The Bulletin of the Atomic Scientists, a Chicago-based magazine founded by nuclear scientists shortly after the atomic bombings of Hiroshima and Nagasaki, has moved forward the time on its symbolic “Doomsday” clock. Created in 1947 to represent the relative closeness of the threat of nuclear disaster, the clock’s face has been adjusted twenty times since then and now also reflects developments in other technologies and the sciences that could “inflict irrevocable harm” on the human species.

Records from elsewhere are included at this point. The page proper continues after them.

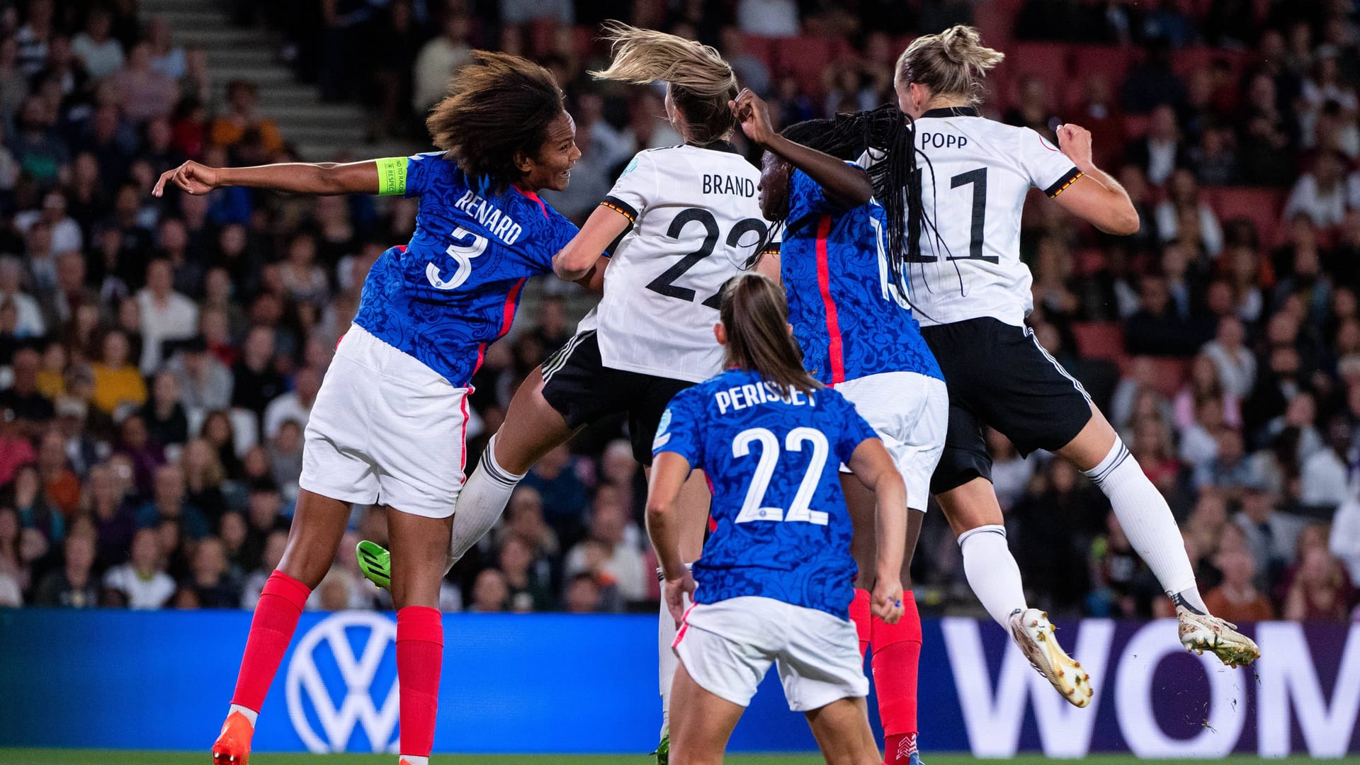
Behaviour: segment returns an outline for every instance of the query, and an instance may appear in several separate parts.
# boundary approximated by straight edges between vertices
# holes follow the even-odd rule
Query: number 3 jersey
[[[713,485],[713,534],[694,564],[696,603],[755,595],[849,617],[855,564],[840,463],[877,438],[840,393],[779,389],[729,370],[670,400],[653,455]]]
[[[613,248],[604,299],[581,323],[598,331],[605,366],[691,382],[721,369],[718,293],[768,230],[759,181],[722,142],[632,158],[601,203],[632,227]]]
[[[789,178],[789,218],[779,245],[779,276],[802,363],[836,385],[884,372],[942,380],[889,274],[883,207],[845,208],[802,170]]]
[[[534,193],[490,193],[442,152],[378,161],[382,193],[419,196],[407,246],[382,253],[354,321],[466,388],[487,344],[510,331],[529,276],[577,227]]]
[[[1057,197],[1081,177],[1072,159],[1030,128],[960,106],[915,123],[922,226],[921,261],[910,263],[911,302],[922,325],[991,316],[1024,325],[1034,310],[1020,261],[1020,211],[1031,188]],[[926,162],[929,159],[929,162]]]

In statements made yesterday, the publication’s Science and Security Board members and its director provided information about the clock’s adjustment. Previously, the clock had been positioned at a setting of six minutes to midnight in Jan. 2010, when “it appeared that world leaders might address the truly global threats we face,” said board member Allison MacFarlene, an environmental science and policy professor at George Mason University in Virginia.
Lawrence Krauss, a theoretical physicist at Arizona State University and prominent science writer, cited “[i]naction on climate change and rising international tensions” as the reason for the clock’s movement, and said that world leaders are “failing to change business as usual.” The decision was made Jan. 9 at a symposium in a law firm building in Washington, D.C., wherein Science and Security Board members reviewed recent events with sponsors and scientific experts.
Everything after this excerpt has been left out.